Je me raidis. « Euh, je passe ? »

« Pas de passe », lança Sullivan avec un sourire suffisant, s’appuyant sur sa chaise avec une confiance exaspérante. « Règles de la maison. »

Mon regard aurait pu percer l’acier. « Très bien. Quel est le défi ? »

Le maître du jeu sourit d’un air malicieux. « Complimente quelqu’un dans la pièce. »

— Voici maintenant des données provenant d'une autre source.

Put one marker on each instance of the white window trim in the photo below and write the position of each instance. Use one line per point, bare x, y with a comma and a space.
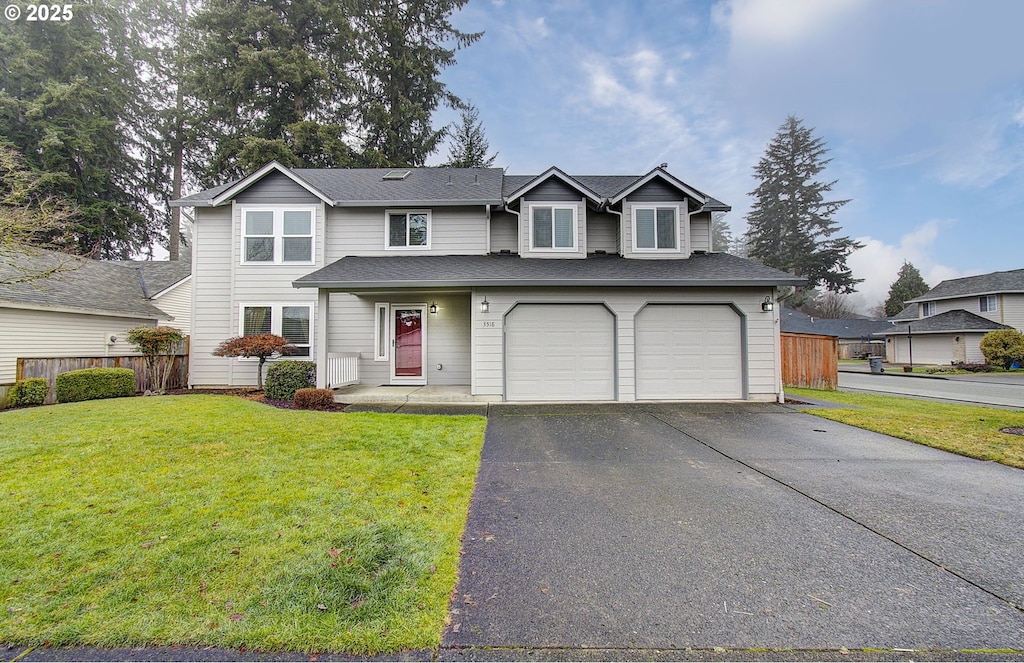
279, 233
276, 321
382, 332
407, 212
576, 228
633, 226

Le groupe éclata de rires et d’exclamations, et mes joues devinrent brûlantes. Mon premier réflexe fut d’envoyer un commentaire sarcastique à Sullivan, mais je refusai de lui donner ce plaisir.

« Cam », dis-je rapidement, me tournant vers ma colocataire. « Tu es la personne la plus sensée ici, et ta gentillesse est inégalée. »

Cam rougit, son sourire timide rayonnant de chaleur. « Merci, Rosie. »

« Ennuyeux », grogna quelqu’un.

« Classe », répliqua Gisele en levant son gobelet comme pour un toast.

Le jeu continua, mais je sentis constamment le regard de Sullivan fixé sur moi, lourd et insistant. Éviter de croiser son regard était devenu une lutte intérieure.

Finalement, le tumulte du jeu devint trop envahissant. Je me faufilai discrètement, zigzaguant à travers la foule jusqu’à l’endroit le plus calme que je pouvais trouver : la cuisine.

J’étais en train d’examiner une sélection décevante de snacks – bretzels, salsa douteuse et chips tortillas rassis – lorsqu’une voix familière s’éleva derrière moi.« Je ne pensais pas que c’était ton genre d’endroit. »

Je me retournai pour voir Sullivan, nonchalamment appuyé contre le comptoir, une tasse suspendue au bout de ses doigts. Bien sûr. Parce que l’univers semblait avoir un sens de l’humour cruel.

« Ce n’est pas le cas », répondis-je sèchement. « Qu’est-ce que tu veux ? »

Son regard dériva vers ma poche, où le coin de mon *Carnet des désastres* dépassait légèrement.

« Tu es partie précipitamment », dit-il, son ton plus doux, presque intrigué. « Tout va bien ? »

La note de préoccupation dans sa voix me prit au dépourvu, et je me raidis instinctivement. « Je vais bien. J’avais juste besoin de prendre l’air. »

« C’est quoi, ce carnet ? » demanda-t-il, hochant la tête en direction de ma poche.

Je le rentrai encore plus profondément dans ma poche. « Ça ne te regarde pas. »

« Susceptible », dit-il avec un sourire en coin. « Quoi, il est bourré de plans machiavéliques ? Ou peut-être une liste de rancunes ? »

« Si tu veux savoir, c’est personnel », rétorquai-je sèchement.

« Détends-toi, Troutman », dit-il en levant les mains dans une fausse reddition. « Je suis juste curieux. Tu traînes partout avec ce truc. »

« Et alors ? » répliquai-je. « Peut-être que j’aime noter toutes les idioties des gens. Ça me divertit. »

« Ravi d’en faire partie », répondit-il, son sourire s’élargissant.

Je le dépassai brusquement, le cœur battant entre l’agacement et une gêne insupportable. Je devais sortir d’ici.

Alors que je fonçais vers la porte, je ne remarquai pas le carnet glisser de ma poche. Ce n’est que bien plus tard, une fois dans ma chambre, que je réalisai sa disparition en fouillant désespérément.

Et quelque part, dans un coin de mon esprit, je pouvais déjà imaginer Sullivan tenant ce fichu carnet, sa curiosité éveillée, et les rouages de son esprit en pleine action.

Parce que, naturellement, il trouverait un moyen d’empirer les choses.

Parce que c’est exactement ce que Sullivan Starr faisait.